Covid Writing Goes Viral: How Literary and Social Media Writing Became a Lifeline during the Pandemic

 BLR@20 Festival: Celebrating BLR’s 20th Anniversary. 

Join Bellevue Literary Review and Medscape for a conversation with Abraham Verghese, Eric Topol and Danielle Ofri about the role of writing during the Covid pandemic. Social media took on a critical role during the pandemic for sharing scientific and medical information. It was also a lifeline for patients and families. Additionally, the pandemic generated a profusion of deeply moving personal writings. This program is a tribute to the resilience of healthcare workers and patients, and how the pandemic inspired so many to pick up the pen. 

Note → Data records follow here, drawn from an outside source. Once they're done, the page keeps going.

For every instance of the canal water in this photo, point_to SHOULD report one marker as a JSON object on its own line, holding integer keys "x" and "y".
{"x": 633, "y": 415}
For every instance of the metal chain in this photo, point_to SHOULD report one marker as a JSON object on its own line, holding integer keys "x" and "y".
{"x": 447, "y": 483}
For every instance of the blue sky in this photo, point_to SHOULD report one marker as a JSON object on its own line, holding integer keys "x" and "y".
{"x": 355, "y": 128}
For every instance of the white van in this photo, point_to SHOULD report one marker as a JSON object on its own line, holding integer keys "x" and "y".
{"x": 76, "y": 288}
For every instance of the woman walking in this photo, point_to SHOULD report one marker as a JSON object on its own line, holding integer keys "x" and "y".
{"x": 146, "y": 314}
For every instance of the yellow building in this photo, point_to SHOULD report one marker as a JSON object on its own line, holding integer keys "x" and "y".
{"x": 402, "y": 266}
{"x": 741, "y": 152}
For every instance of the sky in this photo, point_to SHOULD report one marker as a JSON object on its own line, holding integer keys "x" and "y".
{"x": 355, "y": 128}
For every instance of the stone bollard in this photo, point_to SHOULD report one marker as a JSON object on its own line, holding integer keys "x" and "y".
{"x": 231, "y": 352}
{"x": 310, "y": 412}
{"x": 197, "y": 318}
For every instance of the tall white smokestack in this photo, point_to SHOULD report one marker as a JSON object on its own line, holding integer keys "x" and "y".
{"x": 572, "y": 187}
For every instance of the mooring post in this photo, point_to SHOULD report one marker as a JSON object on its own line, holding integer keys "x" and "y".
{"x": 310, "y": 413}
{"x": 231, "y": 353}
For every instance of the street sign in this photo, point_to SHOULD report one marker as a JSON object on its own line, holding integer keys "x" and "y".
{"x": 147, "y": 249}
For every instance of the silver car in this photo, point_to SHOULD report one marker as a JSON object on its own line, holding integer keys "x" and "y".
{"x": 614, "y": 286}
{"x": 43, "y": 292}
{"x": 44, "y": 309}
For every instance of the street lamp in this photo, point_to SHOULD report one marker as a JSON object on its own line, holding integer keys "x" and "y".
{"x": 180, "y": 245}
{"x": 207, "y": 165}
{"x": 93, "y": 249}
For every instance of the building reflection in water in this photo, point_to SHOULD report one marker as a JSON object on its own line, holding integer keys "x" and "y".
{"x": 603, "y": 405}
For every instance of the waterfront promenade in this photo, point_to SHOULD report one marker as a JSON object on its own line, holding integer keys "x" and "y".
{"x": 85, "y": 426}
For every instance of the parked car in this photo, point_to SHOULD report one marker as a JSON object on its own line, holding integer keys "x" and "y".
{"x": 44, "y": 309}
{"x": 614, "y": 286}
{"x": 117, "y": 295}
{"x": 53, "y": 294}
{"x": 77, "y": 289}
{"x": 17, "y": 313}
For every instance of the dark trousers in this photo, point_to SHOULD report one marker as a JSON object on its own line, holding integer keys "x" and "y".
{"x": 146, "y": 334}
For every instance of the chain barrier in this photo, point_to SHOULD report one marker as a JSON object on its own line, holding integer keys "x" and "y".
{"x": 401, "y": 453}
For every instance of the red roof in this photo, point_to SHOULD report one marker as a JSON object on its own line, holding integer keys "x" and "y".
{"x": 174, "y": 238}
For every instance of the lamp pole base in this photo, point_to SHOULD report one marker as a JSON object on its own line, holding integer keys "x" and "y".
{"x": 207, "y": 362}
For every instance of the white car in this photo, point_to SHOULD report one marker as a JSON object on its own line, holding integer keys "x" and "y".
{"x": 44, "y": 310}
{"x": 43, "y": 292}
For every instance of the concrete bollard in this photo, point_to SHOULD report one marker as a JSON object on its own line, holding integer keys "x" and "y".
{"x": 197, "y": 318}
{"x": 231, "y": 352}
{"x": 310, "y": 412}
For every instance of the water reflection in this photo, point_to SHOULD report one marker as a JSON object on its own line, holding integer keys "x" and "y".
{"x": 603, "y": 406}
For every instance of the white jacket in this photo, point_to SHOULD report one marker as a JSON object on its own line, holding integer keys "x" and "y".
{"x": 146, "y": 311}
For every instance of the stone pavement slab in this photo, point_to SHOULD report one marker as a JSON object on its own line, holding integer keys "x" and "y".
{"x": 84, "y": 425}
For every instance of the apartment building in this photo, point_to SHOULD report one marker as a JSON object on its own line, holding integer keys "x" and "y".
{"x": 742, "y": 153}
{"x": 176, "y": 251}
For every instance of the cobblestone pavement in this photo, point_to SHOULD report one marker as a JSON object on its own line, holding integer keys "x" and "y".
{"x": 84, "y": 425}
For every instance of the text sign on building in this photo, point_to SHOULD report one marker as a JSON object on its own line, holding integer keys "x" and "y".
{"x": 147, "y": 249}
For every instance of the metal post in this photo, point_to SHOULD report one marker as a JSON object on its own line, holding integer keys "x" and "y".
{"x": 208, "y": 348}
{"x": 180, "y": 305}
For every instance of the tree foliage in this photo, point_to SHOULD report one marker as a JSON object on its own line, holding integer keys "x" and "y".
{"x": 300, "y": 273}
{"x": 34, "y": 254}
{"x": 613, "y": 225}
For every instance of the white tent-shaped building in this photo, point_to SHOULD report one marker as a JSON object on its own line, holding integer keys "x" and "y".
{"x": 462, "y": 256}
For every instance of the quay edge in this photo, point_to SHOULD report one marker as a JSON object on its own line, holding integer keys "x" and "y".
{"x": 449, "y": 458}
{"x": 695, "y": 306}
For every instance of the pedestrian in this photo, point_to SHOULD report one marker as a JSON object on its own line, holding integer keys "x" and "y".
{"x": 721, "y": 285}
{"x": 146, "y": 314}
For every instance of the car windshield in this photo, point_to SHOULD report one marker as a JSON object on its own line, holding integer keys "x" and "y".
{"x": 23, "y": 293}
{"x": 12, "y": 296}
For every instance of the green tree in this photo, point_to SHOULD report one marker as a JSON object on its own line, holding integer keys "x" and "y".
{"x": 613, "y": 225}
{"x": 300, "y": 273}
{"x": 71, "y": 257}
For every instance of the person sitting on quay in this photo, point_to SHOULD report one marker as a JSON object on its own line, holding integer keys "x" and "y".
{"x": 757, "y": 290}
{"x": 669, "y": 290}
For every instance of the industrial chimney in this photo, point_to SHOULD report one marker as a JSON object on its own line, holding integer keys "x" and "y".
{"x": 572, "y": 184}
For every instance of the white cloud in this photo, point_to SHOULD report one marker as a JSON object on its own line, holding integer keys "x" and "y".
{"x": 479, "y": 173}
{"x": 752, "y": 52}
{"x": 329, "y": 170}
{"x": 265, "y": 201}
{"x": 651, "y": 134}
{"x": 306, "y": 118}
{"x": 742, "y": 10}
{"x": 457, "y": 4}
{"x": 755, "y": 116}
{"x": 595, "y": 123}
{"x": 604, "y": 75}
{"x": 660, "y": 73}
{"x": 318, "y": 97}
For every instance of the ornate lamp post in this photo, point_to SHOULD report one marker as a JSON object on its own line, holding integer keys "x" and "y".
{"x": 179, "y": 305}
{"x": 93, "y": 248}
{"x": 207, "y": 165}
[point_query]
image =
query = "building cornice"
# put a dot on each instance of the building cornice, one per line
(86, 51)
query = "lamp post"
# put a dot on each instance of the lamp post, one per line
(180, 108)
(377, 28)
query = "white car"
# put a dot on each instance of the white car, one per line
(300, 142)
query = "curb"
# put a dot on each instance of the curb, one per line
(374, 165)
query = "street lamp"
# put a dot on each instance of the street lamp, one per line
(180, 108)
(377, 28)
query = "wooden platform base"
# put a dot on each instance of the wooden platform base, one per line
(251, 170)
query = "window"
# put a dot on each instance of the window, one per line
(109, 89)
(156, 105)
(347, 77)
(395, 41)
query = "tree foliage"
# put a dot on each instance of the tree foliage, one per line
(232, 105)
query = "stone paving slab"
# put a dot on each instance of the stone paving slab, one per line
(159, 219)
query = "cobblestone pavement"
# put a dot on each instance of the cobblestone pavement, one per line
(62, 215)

This event has passed, but you can still watch it.



Abraham Verghese, MD, is professor and vice chair of medicine at Stanford. He is also a best-selling author of “Cutting for Stone,” “My Own Country,” and “The Tennis Partner. He received the Heinz Award in 2014 and was awarded the National Humanities Medal, presented by President Barack Obama, in 2015. Facebook page


Eric Topol, MD is a cardiologist and founder and director of the Scripps Research Translational Institute. He is also editor-in-chief of Medscape. His Twitter account, @EricTopol, has been considered one of the most reliable sources of information about Covid. His most recent book is “Deep Medicine.”


Danielle Ofri, MD, PhD, is a primary care doctor at Bellevue Hospital, and editor-in-chief of BLR. She is a clinical professor of medicine at NYU and wrote about Bellevue’s experience during the pandemic for the New Yorker magazine. Her newest book is “When We Do Harm, A Doctor Confronts Medical Error.”